Ah, la sonrisa... ese contacto espontáneo y natural entre las personas que trasciende toda afectación. Es algo que menciono en mi trabajo porque quiero invitar a la reflexión: ¿qué sucede si miramos más allá de las defensas que construimos con tanto esmero? Esas capas de protección que, día a día, levantamos para salvaguardar nuestra dignidad, nuestros títulos, estatus y el modo en que deseamos ser percibidos. Si logramos despojarnos de ellas, ¿qué encontramos? La respuesta es simple y profunda: encontramos nuestra esencia, nuestra alma.

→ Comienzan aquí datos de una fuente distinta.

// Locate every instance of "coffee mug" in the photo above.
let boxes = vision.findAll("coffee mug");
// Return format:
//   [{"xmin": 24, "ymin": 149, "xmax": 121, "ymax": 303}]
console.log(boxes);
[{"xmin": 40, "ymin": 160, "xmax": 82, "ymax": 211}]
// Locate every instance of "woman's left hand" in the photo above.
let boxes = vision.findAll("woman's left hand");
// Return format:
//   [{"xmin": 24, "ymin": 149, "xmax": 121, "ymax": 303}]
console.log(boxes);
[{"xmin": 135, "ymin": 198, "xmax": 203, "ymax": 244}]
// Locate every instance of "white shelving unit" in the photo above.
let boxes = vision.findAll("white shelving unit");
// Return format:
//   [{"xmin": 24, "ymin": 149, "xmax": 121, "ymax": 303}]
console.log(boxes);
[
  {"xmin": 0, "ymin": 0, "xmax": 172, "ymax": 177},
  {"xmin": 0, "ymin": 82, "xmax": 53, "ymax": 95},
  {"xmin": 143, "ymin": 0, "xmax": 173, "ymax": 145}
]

No temo llamarlo alma, porque creo sinceramente que si esa parte genuina de ti y de mí pudiera reconocerse, veríamos en el otro algo familiar, algo imposible de odiar, envidiar o temer. A veces pienso, con cierta tristeza, que estas capas que acumulamos a lo largo de la vida nos distancian cada vez más, hasta el punto de que el contacto auténtico se vuelve raro, casi inalcanzable. Sin embargo, existe un destello de esperanza en esa conexión profunda que Antoine de Saint-Exupéry describe como un momento mágico, cuando dos almas se reconocen.
He tenido apenas algunos momentos así en mi vida, y esos pocos han sido suficientes para transformar mi perspectiva. Enamorarse, por ejemplo, es uno de ellos; otro es la experiencia de mirar a un bebé. ¿Por qué, al ver a un bebé, sentimos una sonrisa surgiendo de forma natural? Tal vez porque en esos ojos inocentes reconocemos a alguien sin máscaras, sin defensas; alguien que, cuando nos sonríe, lo hace con una autenticidad desarmante. Esa pureza toca algo que aún llevamos dentro, esa alma de niño que, al ver una sonrisa genuina, se despierta y responde con un agradecimiento melancólico, como un eco de quienes fuimos y de lo que, en el fondo, nunca hemos dejado de ser.